Allein Post #3 is one of the oldest, active America Legion Posts in Mississippi, having been chartered on July 2, 1919.  Our Post is named after the Allein brothers, Henry and William:  two brothers, from the same hometown, killed in the same war, days apart.

William enlisted in the Army in November 1917.  On October 6, 1918, 11 days into the Meuse-Argonne Battle, at Exermont, Private First Class William Allein was in combat with a ground artillery crew of the 5th Field Artillery. He was killed instantly by a bursting shell when his crew drew retaliatory gunfire from a machine-gun nest on the opposite slope.  He was 17.

Henry Allein had been drafted into the service in April 1918.  He became a pilot with the 28th Aero Squadron, 3d Pursuit Group, American Expeditionary Force.  On October 27 1918, he died in a crash while attempting to make an emergency landing in his French bi-plane, a Spad XIII, on a U.S. landing field near Clermont after being wounded during a dogfight with a German plane.  He was 21.

William was killed in the first month of the Meuse-Argonne offensive; Henry was killed in the second month—just 21 days after, and less than 15 miles from where William fell.  The Armistice was signed in the third month—15 days later on November 11, 1918.

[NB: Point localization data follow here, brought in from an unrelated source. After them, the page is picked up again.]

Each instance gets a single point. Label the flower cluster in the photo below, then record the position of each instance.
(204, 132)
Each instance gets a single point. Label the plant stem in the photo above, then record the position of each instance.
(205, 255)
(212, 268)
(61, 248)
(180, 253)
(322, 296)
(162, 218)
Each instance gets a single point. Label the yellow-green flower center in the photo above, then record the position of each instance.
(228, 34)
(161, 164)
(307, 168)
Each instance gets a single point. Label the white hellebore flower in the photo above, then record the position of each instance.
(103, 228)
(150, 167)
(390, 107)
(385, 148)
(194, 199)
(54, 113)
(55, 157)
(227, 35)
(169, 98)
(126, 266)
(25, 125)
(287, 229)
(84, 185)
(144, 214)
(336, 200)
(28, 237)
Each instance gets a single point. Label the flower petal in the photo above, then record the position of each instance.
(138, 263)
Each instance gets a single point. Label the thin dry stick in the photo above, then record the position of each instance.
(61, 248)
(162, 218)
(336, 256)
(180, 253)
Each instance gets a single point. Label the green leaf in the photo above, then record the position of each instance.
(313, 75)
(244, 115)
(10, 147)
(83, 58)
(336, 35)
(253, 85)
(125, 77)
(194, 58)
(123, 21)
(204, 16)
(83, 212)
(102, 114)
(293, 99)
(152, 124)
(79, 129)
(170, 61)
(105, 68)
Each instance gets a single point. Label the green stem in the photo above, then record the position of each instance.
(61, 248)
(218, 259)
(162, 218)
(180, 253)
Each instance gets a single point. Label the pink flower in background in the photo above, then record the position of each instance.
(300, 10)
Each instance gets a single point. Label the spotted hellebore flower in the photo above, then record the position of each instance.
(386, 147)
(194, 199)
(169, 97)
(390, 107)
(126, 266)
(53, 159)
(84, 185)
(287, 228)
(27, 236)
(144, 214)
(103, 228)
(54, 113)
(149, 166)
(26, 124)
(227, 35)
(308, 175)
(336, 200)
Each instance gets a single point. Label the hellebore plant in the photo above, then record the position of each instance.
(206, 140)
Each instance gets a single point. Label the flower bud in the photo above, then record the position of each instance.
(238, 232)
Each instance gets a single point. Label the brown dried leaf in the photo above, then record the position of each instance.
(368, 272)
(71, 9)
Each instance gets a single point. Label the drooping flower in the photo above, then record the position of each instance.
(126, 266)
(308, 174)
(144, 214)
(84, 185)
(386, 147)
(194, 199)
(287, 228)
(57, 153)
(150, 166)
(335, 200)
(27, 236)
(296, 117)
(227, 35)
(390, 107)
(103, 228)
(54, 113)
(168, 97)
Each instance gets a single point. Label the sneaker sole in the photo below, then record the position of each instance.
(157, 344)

The monument in the Rose Garden was placed in 1923 and depicts a sailor, a soldier, and a bi-plane.  William T. Gifford was the first Warren County man killed in the war when a German torpedo sank the USS Jacob Jones on December 6, 1917; Vicksburg’s VFW Post 2572 is named for him.  William Allein, among other Warren County men, was a soldier.  The bi-plane represents a Spad XIII, Henry’s plane.